No, people always change. They never stop changing. Life is change. Everything is moving, everything is transforming. Everything is changing, all of the time. Life is more of a river than a stagnant, mosquito-infested puddle.

(Dear Lord, look at what this guy has done. He’s got me so worked up that I’m speaking in country-pop lyrics. “Life is a river.” God help me.)

The fact is that you can leave the room for ten seconds, come back, and everything will be slightly different. That’s true of the furniture, the curtains, the carpet, and yes, the people. Especially the people.

Divorcing someone because they change? You might as well divorce them because they breathe.

I’m not making light of it. I know that sometimes people change in a painful and inconvenient manner. I know that my wife could change in ways that don’t cooperate with my projections of how she should be and feel and think.

I guess that’s what people really mean when they say they want a divorce because their spouse “changed.” It’s not change itself they oppose, but changes that challenge them and make them uncomfortable. What they should say is: “I want a divorce because she changed in a way that doesn’t fit inside my comfort zone.”

It’s hard, I know. Every day I’m relearning this one basic truth: my wife has her own brain, her own feelings, her own soul. We are linked now through the bond of matrimony, but she is still her and I am still me.
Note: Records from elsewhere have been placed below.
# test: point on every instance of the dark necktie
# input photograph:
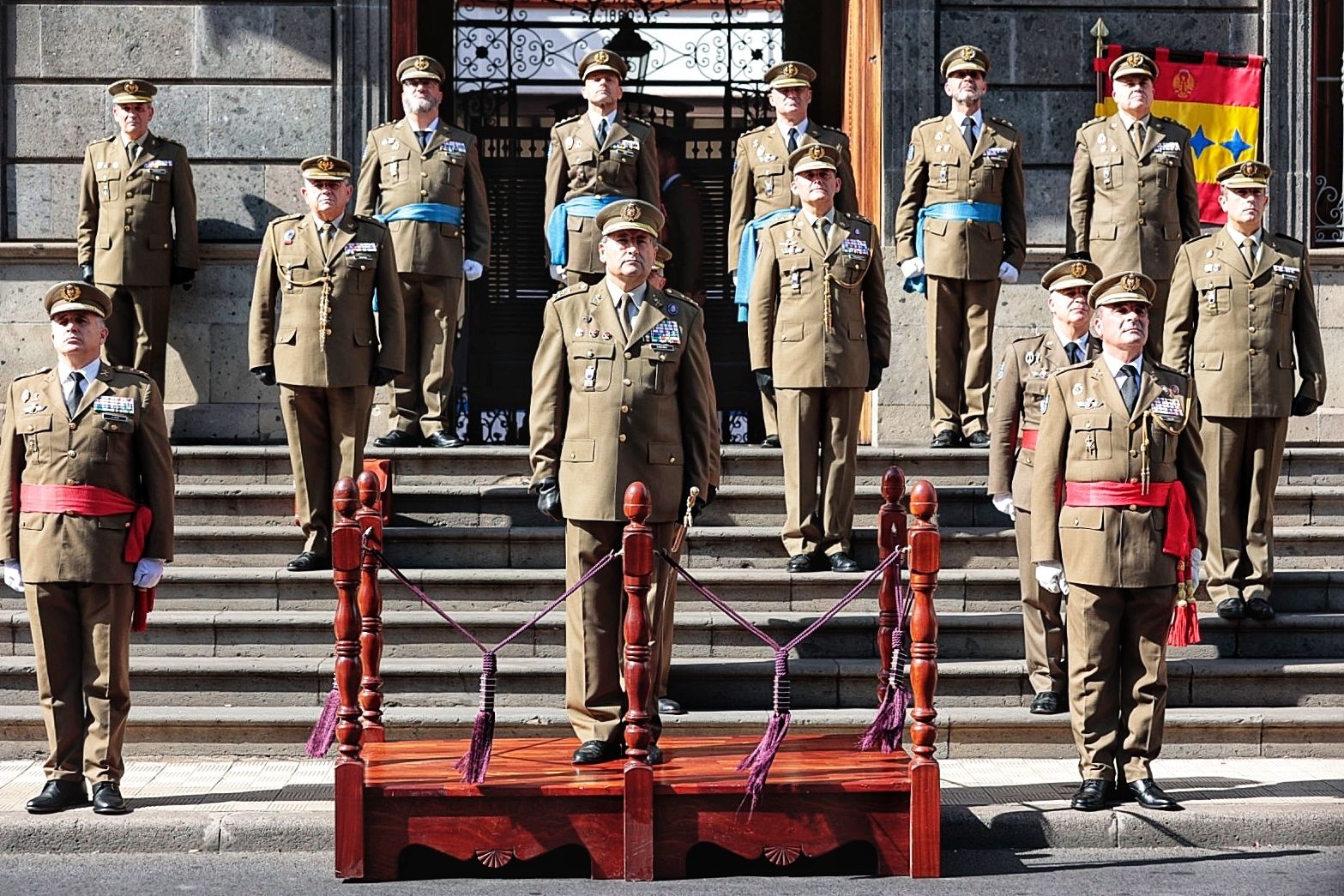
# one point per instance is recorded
(1130, 388)
(75, 394)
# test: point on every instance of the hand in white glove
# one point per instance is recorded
(148, 573)
(1050, 575)
(14, 575)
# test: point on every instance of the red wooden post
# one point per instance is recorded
(639, 682)
(369, 520)
(891, 532)
(925, 562)
(350, 767)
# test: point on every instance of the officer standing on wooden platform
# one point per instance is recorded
(422, 177)
(1117, 500)
(1242, 316)
(137, 227)
(620, 394)
(593, 160)
(1132, 198)
(961, 232)
(328, 346)
(820, 336)
(87, 517)
(1014, 427)
(761, 182)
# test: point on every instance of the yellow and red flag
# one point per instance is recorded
(1218, 102)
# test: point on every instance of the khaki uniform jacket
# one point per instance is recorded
(819, 317)
(761, 177)
(136, 220)
(1088, 436)
(397, 172)
(1132, 210)
(625, 165)
(118, 441)
(1021, 386)
(940, 170)
(1242, 336)
(293, 270)
(606, 414)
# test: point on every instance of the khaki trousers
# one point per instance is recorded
(959, 327)
(594, 645)
(137, 331)
(1042, 620)
(327, 429)
(1242, 461)
(812, 419)
(1117, 676)
(81, 637)
(422, 394)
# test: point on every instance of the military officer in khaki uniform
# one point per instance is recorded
(961, 232)
(87, 517)
(328, 346)
(761, 182)
(618, 395)
(1014, 427)
(1241, 317)
(422, 177)
(590, 161)
(820, 336)
(1132, 198)
(137, 227)
(1117, 500)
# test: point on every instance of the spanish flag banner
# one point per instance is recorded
(1218, 102)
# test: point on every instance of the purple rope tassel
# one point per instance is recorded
(758, 763)
(324, 732)
(478, 759)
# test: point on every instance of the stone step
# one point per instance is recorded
(699, 683)
(699, 634)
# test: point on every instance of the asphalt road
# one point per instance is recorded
(1067, 872)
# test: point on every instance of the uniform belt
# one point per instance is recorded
(985, 213)
(557, 230)
(748, 250)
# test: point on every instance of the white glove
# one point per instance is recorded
(148, 573)
(1050, 575)
(1003, 502)
(14, 575)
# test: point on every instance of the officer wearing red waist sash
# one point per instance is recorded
(1117, 496)
(87, 517)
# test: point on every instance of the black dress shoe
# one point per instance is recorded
(443, 440)
(398, 438)
(58, 796)
(841, 562)
(1260, 609)
(1092, 796)
(1047, 703)
(945, 438)
(1149, 796)
(308, 562)
(594, 751)
(108, 801)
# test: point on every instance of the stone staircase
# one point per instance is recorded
(238, 653)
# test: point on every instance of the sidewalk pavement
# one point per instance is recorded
(285, 805)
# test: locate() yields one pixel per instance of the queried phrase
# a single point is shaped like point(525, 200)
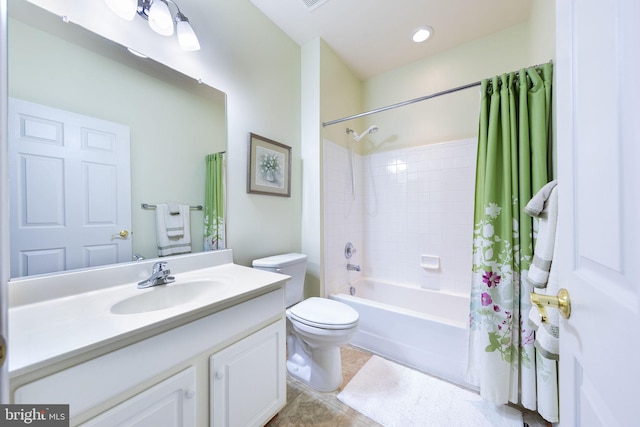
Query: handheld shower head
point(357, 138)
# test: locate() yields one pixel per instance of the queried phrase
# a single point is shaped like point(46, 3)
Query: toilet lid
point(324, 313)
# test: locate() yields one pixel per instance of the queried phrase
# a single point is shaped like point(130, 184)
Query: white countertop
point(50, 331)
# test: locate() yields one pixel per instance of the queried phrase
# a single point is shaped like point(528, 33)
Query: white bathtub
point(421, 328)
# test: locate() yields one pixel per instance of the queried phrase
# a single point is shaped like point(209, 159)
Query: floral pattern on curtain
point(214, 203)
point(512, 165)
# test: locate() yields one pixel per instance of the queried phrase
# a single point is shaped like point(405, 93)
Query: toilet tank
point(292, 264)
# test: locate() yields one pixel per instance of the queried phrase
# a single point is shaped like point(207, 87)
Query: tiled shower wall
point(408, 204)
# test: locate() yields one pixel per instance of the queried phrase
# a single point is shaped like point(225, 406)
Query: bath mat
point(394, 395)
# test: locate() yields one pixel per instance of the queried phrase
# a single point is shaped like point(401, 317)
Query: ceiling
point(374, 36)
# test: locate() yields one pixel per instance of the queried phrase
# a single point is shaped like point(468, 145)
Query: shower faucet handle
point(349, 250)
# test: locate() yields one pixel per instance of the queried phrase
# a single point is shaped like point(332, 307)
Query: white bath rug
point(394, 395)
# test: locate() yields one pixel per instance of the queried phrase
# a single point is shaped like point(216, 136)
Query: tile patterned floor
point(310, 408)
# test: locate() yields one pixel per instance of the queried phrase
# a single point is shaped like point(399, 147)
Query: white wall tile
point(408, 203)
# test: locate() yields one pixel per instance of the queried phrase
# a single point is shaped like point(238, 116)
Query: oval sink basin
point(167, 296)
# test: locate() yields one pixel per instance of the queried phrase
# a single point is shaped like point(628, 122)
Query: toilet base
point(320, 368)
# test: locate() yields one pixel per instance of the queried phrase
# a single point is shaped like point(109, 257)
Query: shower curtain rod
point(411, 101)
point(400, 104)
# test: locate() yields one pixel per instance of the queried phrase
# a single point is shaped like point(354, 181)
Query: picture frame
point(269, 167)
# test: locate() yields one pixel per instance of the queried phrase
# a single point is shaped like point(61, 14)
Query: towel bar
point(148, 206)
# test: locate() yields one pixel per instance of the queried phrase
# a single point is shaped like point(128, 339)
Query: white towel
point(542, 206)
point(543, 274)
point(173, 218)
point(173, 232)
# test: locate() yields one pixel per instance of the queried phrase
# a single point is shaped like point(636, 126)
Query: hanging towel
point(546, 210)
point(173, 219)
point(176, 244)
point(543, 274)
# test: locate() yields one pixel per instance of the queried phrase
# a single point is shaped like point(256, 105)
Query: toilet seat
point(324, 313)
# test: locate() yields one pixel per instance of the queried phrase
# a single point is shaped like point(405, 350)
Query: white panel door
point(70, 193)
point(598, 134)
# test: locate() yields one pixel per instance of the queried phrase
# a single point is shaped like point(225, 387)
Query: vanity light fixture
point(422, 34)
point(160, 18)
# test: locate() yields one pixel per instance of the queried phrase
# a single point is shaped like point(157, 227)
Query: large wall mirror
point(174, 122)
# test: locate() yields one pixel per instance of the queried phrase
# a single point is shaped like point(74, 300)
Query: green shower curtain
point(512, 165)
point(214, 203)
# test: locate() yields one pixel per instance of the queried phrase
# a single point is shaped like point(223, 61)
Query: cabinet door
point(248, 379)
point(169, 403)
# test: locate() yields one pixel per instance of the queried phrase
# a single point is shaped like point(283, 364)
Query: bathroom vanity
point(209, 353)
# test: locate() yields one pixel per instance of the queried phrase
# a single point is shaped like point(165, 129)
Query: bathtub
point(421, 328)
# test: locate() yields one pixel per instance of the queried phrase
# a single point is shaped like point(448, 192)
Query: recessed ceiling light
point(421, 34)
point(136, 53)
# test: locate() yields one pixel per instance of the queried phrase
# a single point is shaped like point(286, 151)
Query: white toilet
point(316, 327)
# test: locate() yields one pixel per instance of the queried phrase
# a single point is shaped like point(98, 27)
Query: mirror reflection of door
point(59, 161)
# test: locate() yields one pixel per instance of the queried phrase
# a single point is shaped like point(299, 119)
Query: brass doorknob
point(562, 302)
point(122, 234)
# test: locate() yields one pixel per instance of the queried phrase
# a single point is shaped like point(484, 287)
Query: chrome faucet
point(159, 276)
point(353, 267)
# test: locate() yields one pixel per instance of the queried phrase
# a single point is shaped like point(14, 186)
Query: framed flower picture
point(269, 167)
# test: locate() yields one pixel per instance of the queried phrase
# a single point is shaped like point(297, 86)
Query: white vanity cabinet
point(248, 379)
point(171, 403)
point(169, 377)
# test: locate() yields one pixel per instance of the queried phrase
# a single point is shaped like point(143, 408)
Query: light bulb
point(422, 34)
point(160, 19)
point(125, 9)
point(186, 36)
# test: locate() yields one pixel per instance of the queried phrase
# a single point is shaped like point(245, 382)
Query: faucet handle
point(159, 266)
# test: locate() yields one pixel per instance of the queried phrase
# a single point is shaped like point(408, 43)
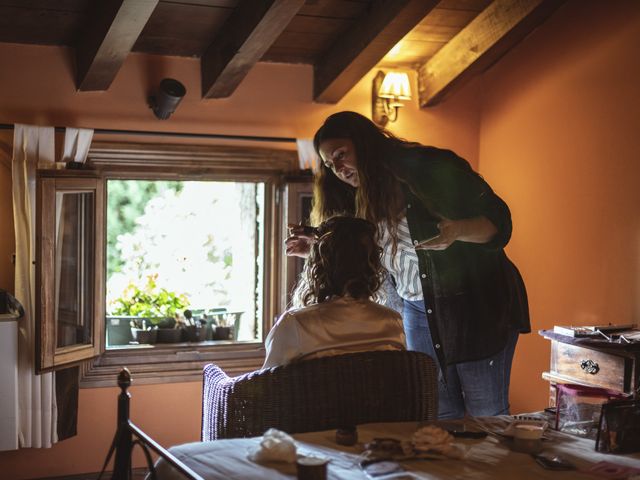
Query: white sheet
point(489, 458)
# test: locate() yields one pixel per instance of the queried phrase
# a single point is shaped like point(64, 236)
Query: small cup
point(527, 438)
point(312, 468)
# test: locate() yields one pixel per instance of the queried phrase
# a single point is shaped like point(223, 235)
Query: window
point(184, 261)
point(149, 238)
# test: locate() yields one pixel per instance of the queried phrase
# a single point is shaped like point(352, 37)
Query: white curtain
point(76, 144)
point(33, 147)
point(307, 156)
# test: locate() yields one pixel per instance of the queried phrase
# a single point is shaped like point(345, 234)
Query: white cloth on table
point(486, 459)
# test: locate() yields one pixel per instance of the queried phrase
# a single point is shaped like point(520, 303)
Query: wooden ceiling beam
point(108, 38)
point(364, 45)
point(252, 27)
point(479, 45)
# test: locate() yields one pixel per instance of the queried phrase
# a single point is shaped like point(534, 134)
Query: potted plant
point(152, 311)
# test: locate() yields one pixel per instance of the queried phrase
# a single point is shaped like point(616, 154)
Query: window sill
point(171, 363)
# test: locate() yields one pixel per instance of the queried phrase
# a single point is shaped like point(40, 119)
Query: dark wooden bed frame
point(128, 435)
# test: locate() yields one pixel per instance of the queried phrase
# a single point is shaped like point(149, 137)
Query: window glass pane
point(73, 264)
point(184, 261)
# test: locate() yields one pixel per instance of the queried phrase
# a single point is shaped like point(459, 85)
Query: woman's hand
point(298, 243)
point(472, 230)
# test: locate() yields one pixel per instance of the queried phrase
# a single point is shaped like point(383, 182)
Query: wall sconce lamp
point(386, 95)
point(169, 96)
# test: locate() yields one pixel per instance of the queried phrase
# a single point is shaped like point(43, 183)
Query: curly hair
point(345, 260)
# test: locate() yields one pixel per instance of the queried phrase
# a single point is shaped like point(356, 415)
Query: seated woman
point(339, 281)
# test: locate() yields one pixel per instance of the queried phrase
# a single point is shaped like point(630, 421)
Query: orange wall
point(274, 100)
point(560, 141)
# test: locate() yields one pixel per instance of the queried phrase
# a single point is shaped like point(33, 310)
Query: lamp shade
point(395, 86)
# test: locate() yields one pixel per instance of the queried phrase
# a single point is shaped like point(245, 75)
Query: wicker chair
point(320, 394)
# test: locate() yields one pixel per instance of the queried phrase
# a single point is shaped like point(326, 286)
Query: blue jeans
point(479, 387)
She is a force, a hurricane, a wildfire. She is not a puppet dancing on a string. She is a self — her own self — powerful and mysterious.

Sometimes she laughs at things that used to make her angry, and gets angry at things that used to make her laugh. Sometimes I can read her like a book, but sometimes she wears an expression I’ve never seen. Sometimes she smiles like the world is telling a joke that only she understands.

I’m learning her, and I’ll never finish studying her book because she’s always adding new pages.”